I remember an article by ESPN columnist Jim Caple back a few years ago where he remembers a “Seinfeld” episode that showed how a players number can transform into our daily lives and about how synonymous a player and their numbers can become to us ?
” Consider the Seinfeld episode when George Costanza revealed to his fiancé Susan that he planned to name their first child Seven. “Seven Costanza?” Susan replied, “Are you serious?”
Mickeymantle.com We all know the poor George did not stand a chance in that arument and went down on flames. But those numbers do something within us. Those simple cloth numbers. I know as a player I did not want the secondary numbers like “18” or “11”, I wanted that number where I felt safety within, and secure going to battle wearing on my back.That’s right, to me either number “13” or “31” held the powers of the universe plain and simple.

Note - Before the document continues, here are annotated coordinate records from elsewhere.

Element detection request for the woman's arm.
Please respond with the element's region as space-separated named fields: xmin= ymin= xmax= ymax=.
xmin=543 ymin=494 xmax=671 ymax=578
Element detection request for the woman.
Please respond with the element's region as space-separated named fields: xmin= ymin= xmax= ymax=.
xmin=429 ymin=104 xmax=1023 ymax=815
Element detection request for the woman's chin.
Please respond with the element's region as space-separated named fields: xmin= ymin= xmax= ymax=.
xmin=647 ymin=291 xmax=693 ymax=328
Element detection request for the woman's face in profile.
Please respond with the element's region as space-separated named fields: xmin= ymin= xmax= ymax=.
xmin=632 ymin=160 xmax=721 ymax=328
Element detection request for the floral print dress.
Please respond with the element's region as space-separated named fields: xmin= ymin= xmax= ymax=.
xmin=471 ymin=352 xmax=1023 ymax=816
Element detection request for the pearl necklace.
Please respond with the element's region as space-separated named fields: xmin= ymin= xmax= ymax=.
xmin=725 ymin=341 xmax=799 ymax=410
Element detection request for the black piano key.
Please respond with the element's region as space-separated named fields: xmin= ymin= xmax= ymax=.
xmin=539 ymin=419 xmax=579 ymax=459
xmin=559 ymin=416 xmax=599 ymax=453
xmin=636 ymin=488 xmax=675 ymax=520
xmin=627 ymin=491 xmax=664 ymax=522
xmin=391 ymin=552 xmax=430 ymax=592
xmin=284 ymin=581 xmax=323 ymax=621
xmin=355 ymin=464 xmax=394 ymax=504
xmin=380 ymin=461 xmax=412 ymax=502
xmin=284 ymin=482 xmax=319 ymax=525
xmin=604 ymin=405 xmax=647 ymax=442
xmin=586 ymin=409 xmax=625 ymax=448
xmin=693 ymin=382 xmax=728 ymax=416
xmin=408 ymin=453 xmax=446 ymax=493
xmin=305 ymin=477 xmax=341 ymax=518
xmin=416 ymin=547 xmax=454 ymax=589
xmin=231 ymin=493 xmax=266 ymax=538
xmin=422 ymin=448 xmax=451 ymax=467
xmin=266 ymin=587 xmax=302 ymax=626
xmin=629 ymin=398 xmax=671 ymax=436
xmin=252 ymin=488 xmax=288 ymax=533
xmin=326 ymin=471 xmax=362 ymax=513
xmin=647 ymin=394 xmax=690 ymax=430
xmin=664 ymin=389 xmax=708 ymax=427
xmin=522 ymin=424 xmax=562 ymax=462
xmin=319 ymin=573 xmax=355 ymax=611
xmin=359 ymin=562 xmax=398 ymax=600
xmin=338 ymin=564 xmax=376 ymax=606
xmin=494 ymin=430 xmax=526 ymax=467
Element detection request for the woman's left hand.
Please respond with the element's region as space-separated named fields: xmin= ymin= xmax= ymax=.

We know that a majority of the baseball world is content with number under 70, but Rays Manager Joe Maddon has worn the number “70” for years and we can not visual;ize him wearing anything else on his back. But the numbers game goes beyond just numbers at times. Most good pitchers would not even consider wearing a single digit number on their backs. But it can go further than that in the realms of good and bad. A number can end up defining a player just by sight.
So as the Rays take the field today at 4 pm in Seattle, think about it for a minute. Could you imagine Evan Longoria not wearing his customary “3”, or even Rays starter Scott Kazmir not wearing number “19” If those number symbolize who they are to you, then you get the idea of this blog. Mention to a Yankee fan the number “4” and you get Lou Gehrig. Mention “24” to a San Francisco Giants fan and you get Willy Mays.
Mlb.com The number becomes just as important as what they do on the field or mound. For that number will always symbolize who they are as a player, and what they did while wearing that number. So, you got to wonder, what did Choate and Riggans get for exchanging their jersey numbers with the Rays two veterans. Well, neither are saying right now, but what they did is give their new teammates a sense of comfort and security on their first day on the job.